Substantive Commitments are at the Core of Religious and Constitutional Traditions
Balkin engages in religious imagery in Constitutional Redemption because “constitutional traditions have much in common with religious traditions,” giving us a way of talking about “the commitments of a people in a creedal tradition spanning many years, involving the work of many generations . . . and organized around the maintenance and interpretation of an ancient creedal text” (7). Balkin’s gloss on Lincoln’s characterization of the Declaration of Independence as the “golden apple in the silver frame” of the Constitution (18) is an especially apt application of the religious metaphor. For however important institutions are to any particular faith, the faith itself has core substantive values that provide a real check on the agenda of any particular set of institutional leaders. Everyone in the US deserves a chance to truly pursue happiness. When powerful institutions compromise that pursuit, it is time to re-examine them.
The great religious traditions are based on sacred texts far longer and more detailed than the US constitution. The traditions themselves have thousands of years of history, replete with instructive tales of saints and sinners. They are both more solid and more ossified than America’s constitutional tradition. But they are always open to movements for renewal and awakening. Jack Balkin’s work extends that tradition of renewal to constitutional traditions. He calls today’s would be constitutional redeemers to step back from the tinkering, the case crunching, the desperate finger-in-the-dike scrambling that is a mainstay of today’s progressive con law.
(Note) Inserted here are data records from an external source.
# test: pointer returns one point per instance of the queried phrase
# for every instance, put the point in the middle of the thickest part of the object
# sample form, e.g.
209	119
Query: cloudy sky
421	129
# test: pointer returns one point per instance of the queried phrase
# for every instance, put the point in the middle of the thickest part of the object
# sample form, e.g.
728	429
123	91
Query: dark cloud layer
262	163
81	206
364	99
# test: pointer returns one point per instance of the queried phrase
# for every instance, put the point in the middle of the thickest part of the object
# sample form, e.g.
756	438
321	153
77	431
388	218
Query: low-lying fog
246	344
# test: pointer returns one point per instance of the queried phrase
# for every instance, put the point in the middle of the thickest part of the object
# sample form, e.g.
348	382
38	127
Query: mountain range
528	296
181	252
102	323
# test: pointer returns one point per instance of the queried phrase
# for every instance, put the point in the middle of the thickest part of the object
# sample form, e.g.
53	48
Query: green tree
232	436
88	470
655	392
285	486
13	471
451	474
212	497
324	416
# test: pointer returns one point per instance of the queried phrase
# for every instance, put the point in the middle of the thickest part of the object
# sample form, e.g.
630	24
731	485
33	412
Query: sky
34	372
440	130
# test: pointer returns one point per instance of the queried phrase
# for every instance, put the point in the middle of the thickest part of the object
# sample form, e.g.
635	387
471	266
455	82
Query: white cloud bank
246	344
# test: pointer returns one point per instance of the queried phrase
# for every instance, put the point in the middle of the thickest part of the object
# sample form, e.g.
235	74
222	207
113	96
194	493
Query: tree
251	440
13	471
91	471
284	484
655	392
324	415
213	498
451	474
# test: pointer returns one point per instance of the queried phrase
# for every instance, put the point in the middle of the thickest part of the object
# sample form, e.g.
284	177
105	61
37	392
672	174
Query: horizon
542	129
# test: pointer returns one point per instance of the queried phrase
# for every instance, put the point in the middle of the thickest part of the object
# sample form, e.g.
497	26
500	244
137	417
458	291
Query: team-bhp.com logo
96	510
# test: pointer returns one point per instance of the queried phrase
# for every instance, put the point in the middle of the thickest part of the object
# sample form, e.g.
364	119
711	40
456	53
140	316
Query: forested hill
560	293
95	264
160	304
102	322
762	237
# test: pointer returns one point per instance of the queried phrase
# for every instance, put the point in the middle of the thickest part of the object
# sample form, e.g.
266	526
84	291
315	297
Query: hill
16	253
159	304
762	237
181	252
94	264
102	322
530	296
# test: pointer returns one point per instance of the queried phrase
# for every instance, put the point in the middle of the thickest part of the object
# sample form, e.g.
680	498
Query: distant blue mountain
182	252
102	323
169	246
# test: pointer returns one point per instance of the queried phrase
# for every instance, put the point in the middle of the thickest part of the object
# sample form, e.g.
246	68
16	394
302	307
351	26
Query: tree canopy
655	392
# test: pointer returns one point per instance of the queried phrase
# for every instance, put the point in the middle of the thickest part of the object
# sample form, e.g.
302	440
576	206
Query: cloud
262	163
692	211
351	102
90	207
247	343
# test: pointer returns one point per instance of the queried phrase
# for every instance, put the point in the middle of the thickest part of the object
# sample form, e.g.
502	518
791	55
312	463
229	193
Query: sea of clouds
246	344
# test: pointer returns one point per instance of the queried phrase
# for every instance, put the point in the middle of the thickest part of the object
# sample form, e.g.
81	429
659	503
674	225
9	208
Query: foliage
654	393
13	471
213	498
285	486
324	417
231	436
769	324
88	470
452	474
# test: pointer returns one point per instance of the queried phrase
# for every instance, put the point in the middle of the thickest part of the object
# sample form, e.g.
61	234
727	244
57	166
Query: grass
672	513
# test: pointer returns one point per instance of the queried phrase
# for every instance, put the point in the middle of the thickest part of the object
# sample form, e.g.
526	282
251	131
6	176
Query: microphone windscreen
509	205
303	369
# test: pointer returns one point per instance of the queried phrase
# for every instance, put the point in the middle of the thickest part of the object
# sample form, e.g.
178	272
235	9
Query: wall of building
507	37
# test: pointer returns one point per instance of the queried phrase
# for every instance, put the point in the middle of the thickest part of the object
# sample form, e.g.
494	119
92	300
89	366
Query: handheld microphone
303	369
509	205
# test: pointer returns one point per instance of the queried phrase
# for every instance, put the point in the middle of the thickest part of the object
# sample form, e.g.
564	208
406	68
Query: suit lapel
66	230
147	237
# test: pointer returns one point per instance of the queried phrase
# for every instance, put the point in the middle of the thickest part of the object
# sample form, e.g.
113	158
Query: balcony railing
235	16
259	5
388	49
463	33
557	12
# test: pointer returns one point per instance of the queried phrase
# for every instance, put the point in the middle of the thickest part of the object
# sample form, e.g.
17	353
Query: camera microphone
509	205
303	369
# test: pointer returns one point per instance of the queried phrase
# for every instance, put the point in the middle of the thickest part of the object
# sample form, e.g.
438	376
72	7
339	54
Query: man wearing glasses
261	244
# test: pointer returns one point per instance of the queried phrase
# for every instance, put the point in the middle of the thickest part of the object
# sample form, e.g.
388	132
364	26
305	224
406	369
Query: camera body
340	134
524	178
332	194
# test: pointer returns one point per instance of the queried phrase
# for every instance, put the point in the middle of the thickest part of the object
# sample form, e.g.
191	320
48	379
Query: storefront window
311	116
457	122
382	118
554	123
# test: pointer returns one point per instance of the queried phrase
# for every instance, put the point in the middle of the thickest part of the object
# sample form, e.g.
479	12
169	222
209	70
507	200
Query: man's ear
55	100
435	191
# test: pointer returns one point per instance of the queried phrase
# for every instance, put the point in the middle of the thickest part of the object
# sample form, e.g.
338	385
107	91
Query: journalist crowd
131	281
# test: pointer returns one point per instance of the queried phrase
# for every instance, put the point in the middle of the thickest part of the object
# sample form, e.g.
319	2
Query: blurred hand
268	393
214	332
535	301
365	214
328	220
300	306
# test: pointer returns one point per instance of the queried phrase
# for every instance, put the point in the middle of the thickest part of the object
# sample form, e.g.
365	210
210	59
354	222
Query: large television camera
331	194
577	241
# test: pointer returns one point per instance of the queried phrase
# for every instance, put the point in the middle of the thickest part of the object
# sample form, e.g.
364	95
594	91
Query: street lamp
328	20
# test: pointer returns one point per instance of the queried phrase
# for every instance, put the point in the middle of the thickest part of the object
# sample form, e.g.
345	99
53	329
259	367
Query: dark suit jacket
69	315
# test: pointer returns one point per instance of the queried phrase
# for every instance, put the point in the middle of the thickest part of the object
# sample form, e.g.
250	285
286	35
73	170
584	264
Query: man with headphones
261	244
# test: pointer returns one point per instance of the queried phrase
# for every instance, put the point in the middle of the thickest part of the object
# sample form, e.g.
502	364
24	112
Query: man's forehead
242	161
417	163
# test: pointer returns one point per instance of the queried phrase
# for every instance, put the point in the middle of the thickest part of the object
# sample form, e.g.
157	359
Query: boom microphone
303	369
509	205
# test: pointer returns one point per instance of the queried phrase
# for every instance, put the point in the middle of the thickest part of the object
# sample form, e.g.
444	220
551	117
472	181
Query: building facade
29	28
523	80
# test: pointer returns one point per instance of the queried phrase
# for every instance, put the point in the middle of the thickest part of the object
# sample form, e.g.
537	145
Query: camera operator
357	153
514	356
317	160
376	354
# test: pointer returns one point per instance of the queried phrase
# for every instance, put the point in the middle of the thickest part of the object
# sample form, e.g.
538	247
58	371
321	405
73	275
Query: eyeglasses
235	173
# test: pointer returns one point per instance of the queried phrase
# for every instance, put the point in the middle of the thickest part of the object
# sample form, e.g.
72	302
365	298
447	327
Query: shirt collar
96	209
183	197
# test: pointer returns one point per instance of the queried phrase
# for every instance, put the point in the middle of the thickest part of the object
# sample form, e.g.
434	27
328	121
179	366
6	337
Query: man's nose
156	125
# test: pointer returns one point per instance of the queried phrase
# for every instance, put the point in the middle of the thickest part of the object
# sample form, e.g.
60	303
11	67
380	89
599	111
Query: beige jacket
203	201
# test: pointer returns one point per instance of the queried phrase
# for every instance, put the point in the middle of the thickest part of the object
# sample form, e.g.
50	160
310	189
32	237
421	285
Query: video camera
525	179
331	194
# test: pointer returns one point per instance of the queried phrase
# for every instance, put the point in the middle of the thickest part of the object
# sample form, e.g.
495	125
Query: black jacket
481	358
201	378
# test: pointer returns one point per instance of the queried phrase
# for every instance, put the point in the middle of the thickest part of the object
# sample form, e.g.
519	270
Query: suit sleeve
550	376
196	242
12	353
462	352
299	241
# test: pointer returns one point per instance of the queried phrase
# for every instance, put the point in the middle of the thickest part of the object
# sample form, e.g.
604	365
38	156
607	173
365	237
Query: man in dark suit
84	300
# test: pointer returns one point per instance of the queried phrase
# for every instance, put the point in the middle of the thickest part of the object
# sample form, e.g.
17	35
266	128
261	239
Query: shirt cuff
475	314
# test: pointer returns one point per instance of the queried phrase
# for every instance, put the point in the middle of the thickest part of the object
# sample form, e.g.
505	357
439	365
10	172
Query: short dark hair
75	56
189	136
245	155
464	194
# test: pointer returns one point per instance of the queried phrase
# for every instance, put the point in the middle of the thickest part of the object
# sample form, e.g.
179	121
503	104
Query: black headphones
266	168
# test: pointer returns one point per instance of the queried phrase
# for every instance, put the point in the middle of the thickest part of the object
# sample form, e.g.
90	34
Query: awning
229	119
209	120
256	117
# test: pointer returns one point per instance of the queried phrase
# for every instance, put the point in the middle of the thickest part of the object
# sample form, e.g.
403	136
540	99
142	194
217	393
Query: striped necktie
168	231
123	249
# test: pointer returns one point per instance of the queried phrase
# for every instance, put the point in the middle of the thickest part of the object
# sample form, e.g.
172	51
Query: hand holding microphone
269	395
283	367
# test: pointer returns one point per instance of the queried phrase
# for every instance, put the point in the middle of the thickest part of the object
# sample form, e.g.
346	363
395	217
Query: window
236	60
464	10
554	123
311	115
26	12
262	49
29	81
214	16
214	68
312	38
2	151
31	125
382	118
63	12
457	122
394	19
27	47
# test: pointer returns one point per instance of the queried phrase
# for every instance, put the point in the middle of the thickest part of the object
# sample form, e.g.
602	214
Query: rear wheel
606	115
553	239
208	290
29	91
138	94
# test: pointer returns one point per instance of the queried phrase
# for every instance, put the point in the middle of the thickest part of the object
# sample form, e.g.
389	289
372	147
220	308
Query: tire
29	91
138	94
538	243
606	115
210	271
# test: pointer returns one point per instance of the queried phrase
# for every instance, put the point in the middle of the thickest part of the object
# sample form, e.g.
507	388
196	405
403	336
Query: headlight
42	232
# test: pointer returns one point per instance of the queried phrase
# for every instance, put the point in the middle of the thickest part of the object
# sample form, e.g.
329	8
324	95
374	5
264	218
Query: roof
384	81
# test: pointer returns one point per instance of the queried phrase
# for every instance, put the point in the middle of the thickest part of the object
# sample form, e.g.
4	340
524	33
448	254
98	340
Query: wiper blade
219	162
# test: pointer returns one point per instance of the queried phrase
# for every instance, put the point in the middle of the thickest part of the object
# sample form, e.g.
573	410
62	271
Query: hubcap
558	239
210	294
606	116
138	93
He proposes a broader vision.
“By having a story about the direction of the country, and believing in that story, people can help make the story true over time” (4). We can tell a story about an America that becomes the City upon a Hill envisioned by John Winthrop, preserving a baseline of education, housing, health care, and food for its citizens despite the so-called imperatives of neo-liberalism and globalization. We can locate these ideals in a Constitution and a Declaration of Independence that “makes promises, promises that have yet to be fulfilled” (20). That is truly the Constitution “in exile” during the Boehner Speakership, the Obama Presidency, and the Roberts Court. It will take something close to religious faith, and the bold experimentalism of a new FDR, to bring it back.